Most new and outstanding loans in China are based on the one-year LPR, while the five-year rate influences the pricing of mortgages. China cut both LPRs in June to boost the economy.
The onshore yuan eased in early trade to 7.3078 per dollar, compared with the previous close of 7.2855, while benchmark Shanghai Composite index and the blue-chip CSI 300 index also declined.
The yuan has lost nearly 6% against the dollar so far this year, making it one of the worst performing Asian currencies.
The reduction in the one-year LPR comes after the People’s Bank of China (PBOC) unexpectedly lowered its medium-term policy rate last week.
The medium-term lending facility (MLF) rate serves as a guide to the LPR and is widely read by markets as a precursor to future changes to the lending benchmarks.
China’s central bank has also pledged to keep liquidity reasonably ample and its policy “precise and forceful” to support the economic recovery, amid rising headwinds, according to its second-quarter monetary policy implementation report.
However, the steady five-year tenor caught many traders and analysts off guard. Some expected deeper cuts to the benchmarks due to the troubled property sector and rising default risks at some developers.

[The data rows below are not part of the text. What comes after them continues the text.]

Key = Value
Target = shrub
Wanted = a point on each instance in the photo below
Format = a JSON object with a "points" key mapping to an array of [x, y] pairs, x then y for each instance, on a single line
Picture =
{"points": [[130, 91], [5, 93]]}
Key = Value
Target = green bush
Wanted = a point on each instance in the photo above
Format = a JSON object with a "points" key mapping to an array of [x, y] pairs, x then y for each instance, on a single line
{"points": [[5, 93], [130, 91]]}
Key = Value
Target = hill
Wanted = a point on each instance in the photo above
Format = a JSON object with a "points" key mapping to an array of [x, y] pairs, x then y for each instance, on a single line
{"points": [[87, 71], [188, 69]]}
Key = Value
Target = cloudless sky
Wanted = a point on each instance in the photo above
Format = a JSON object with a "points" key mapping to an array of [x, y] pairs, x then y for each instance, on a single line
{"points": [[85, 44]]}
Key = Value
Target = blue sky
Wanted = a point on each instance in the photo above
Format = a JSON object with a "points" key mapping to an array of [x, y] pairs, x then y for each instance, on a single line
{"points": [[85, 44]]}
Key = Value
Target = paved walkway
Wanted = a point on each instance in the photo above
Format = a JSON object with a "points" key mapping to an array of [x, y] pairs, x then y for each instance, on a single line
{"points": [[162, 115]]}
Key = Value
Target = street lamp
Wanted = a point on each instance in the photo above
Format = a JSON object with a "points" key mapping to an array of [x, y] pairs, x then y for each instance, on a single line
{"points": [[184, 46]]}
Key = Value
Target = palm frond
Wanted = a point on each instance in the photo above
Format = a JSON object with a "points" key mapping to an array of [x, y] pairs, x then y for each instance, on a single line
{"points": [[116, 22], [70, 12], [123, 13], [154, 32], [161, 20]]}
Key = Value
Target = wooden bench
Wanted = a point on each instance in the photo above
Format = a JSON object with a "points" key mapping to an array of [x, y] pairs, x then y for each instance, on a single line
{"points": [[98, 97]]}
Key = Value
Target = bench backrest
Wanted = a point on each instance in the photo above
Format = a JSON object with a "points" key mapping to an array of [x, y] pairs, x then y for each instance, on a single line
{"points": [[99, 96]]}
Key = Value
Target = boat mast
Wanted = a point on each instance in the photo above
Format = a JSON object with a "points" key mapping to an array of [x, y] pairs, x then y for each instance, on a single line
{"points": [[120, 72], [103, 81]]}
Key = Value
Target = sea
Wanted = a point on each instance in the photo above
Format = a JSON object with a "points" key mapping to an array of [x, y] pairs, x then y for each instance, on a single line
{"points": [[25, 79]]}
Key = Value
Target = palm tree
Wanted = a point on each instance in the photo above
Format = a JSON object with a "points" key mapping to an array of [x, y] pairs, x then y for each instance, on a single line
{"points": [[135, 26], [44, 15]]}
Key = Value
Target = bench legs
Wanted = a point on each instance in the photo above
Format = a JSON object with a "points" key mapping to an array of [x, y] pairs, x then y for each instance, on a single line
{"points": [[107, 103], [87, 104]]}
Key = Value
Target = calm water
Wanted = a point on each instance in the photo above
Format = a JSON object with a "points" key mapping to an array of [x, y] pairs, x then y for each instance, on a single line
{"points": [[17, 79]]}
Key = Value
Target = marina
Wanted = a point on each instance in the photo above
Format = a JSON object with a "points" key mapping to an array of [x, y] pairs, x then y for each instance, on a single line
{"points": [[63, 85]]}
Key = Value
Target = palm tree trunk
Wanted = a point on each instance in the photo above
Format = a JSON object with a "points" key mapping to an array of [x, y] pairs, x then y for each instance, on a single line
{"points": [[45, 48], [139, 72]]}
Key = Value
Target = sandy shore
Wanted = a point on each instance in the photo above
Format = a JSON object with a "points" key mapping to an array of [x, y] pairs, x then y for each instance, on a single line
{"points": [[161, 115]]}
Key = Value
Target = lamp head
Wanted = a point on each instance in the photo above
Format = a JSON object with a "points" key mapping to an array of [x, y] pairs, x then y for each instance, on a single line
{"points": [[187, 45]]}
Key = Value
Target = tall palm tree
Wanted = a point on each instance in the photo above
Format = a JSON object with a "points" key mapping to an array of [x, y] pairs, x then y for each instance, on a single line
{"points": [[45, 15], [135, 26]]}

“We interpret the status quo of the five-year LPR as a signal that the Chinese banks are reluctant to cut rates at the expense of rate differential margin,” said Ken Cheung, chief Asian FX strategist at Mizuho Bank.
“It flagged a problem on the effectiveness of PBOC’s policy guidance pass-through into the market, and the Chinese authorities may be lacking effective tools to stimulate the property sector and economy via monetary easing.”
Cheung added that the unexpected rate outcome should be “negative to China’s growth outlook and the yuan exchange rate.”
The central bank stated that it will optimize credit policies for the property sector and coordinate financial support to resolve local government debt problems, according to a statement on Sunday.